In the last month, I’ve been published, twice. Which is nice.
The first paper is result of the work I’d been doing for six months: a system and set of algorithms to further the state of the art, and novel research around them. A further month was spent conducting rigorous evaluation of this system, and writing a paper to present this work back to the scientific community, once patents had been filed. The result of this was that our work has been accepted for publication, as a full paper, at CIKM 2011, where only 15% of 917 submissions made it this year.
Contrast this with one wild night spent running around the New York Public Library, which has resulted in a book already being published. I’m now one of the hundred-some authors of One Hundred Ways to Make History, a beautiful hand-bound volume (below) which is now available for public consumption.
This book isn’t just hidden away in some academic conference and being presented in a rainy Glasgow auditorium. This resides, and will continue to reside “For as long as the New York Public Library stands” in the Rare Books Collection within the library, alongside such greats as Thomas Jefferson’s draft of the (unilateral) Declaration of Independence and the first Gutenberg Bible.
The paper, on the other hand, will be handed out to any conference attendees that want it, and from there made available as a pdf to academics and students willing to pay a small fee.

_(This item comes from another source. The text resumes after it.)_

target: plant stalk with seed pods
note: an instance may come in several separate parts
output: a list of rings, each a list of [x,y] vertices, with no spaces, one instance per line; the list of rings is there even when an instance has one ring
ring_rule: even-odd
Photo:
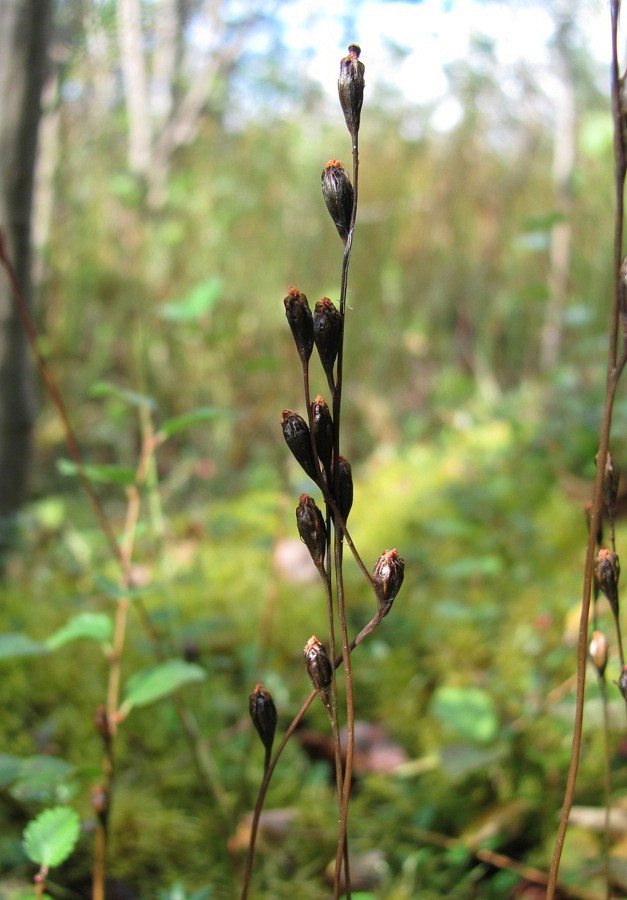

The academics will recommend the PhD students read it, and they will in turn diligently print it out, add it to the pile of documents that’s burying their original thesis proposal, and get back to playing Minecraft.
So, you can see, I’m starting to wonder if the day-job is really worth the effort. Maybe I should just talk about doing things instead of actually doing them. The results look a lot nicer and involve far less effort.
Anyone know of any jobs opening up in marketing?